Auf der Spur der Hansteiner Rittergüter

Bornhagen.  Eichsfelder Ritterschaft gibt Vorstand erneut das Vertrauen und hat ein großes neues Projekt im Blick.

Gerade noch so hat die Eichsfelder Ritterschaft ihre wichtige, nur alle fünf Jahre stattfindende, Wahlversammlung durchbekommen. Frank Lex (links) und Jürgen Beckmann sind wieder im Vorstand.

Gerade noch so hat die Eichsfelder Ritterschaft ihre wichtige, nur alle fünf Jahre stattfindende, Wahlversammlung durchbekommen. Frank Lex (links) und Jürgen Beckmann sind wieder im Vorstand.

Foto: Klaus Röhrig

Nur alle fünf Jahre ist eine Versammlung der Eichsfelder Ritterschaft eine ganz entscheidende Tagung, nämlich die Wahlversammlung für den Vorstand der beinharten Gesellen und zarten Damen. Lange hatten die Ritter gebangt, ob sie in diesem Jahr turnusgemäß überhaupt stattfinden kann. Auf dem letzten Meter sozusagen, nur zwei Tage, bevor die neuen Regelungen in Kraft traten, schafften sie es, sich zu treffen. Dazu war ein ausgefeiltes und beim Gesundheitsamt angemeldetes Hygienekonzept möglich, es kamen auch nur so viele, damit man beschlussfähig ist. „20 Leute auf 120 Quadratmeter mit Abstand im Rittersaal des Klausenhofes verteilt“, erklärt Primus inter Pares Klaus Röhrig. Und man gab sich alle Mühe, diese Versammlung so schnell wie möglich abzuarbeiten und nicht unnötig in die Länge zu ziehen.

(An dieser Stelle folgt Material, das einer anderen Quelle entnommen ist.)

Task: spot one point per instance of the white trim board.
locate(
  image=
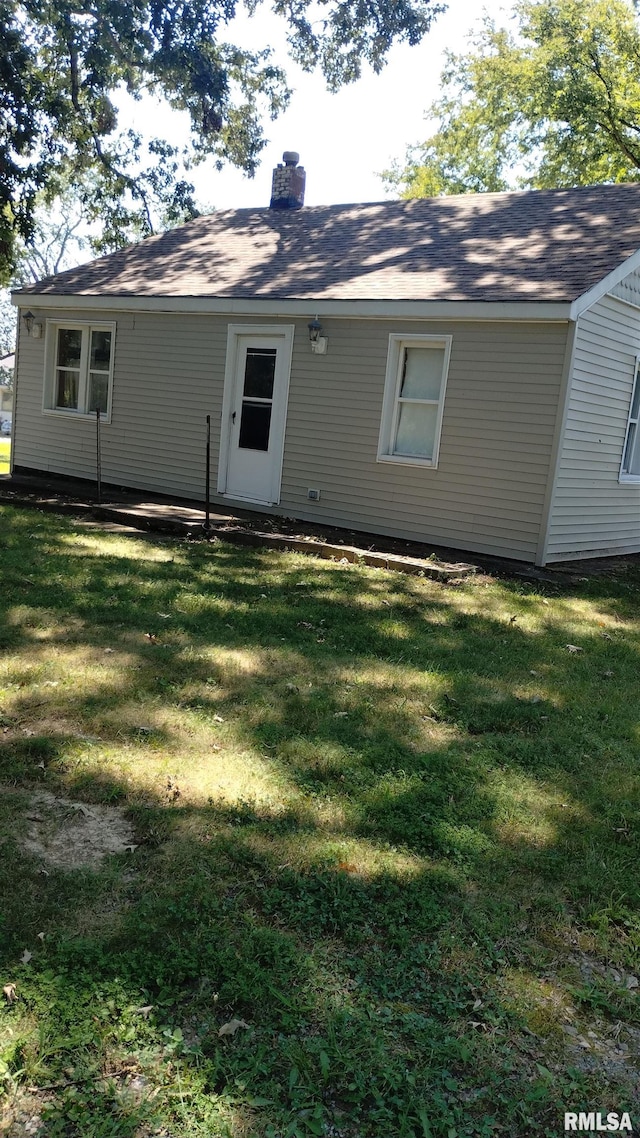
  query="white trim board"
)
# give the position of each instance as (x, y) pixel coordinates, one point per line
(597, 291)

Kurz zogen Röhrig und die Vorstandsmitglieder Bilanz über abgeschlossene Projekte und die Finanzlage. „Corona hat unsere Schatullen arg gebeutelt, die Schätze sind bescheiden“, so Röhrig. Schließlich fielen so einige Veranstaltungen und Feste pandemiebedingt ins Wasser. Aber es sei auch ordentlich etwas geschaffen worden. Der Hansteiner Burgfrieden zum Beispiel sei fast vollständig mit Hinweistafeln ausgestattet. Zwei Schautafeln müssten noch aufgestellt werden. Hierbei sei auch der Heimatverein Bornhagen mit im Boot. Nicht zuletzt wachse die Baumallee prächtig, der jedes Jahr der „Baum des Jahres“ hinzugefügt wird. Der neue Vorstand ist auch der alte. Primus inter Pares bleibt Ritter Klaus vom Klausenhof, Schenk zur Feste Hanstein und Ritter von Uder, Zeltmeister ist wieder Ritter Robert vom Winterberge.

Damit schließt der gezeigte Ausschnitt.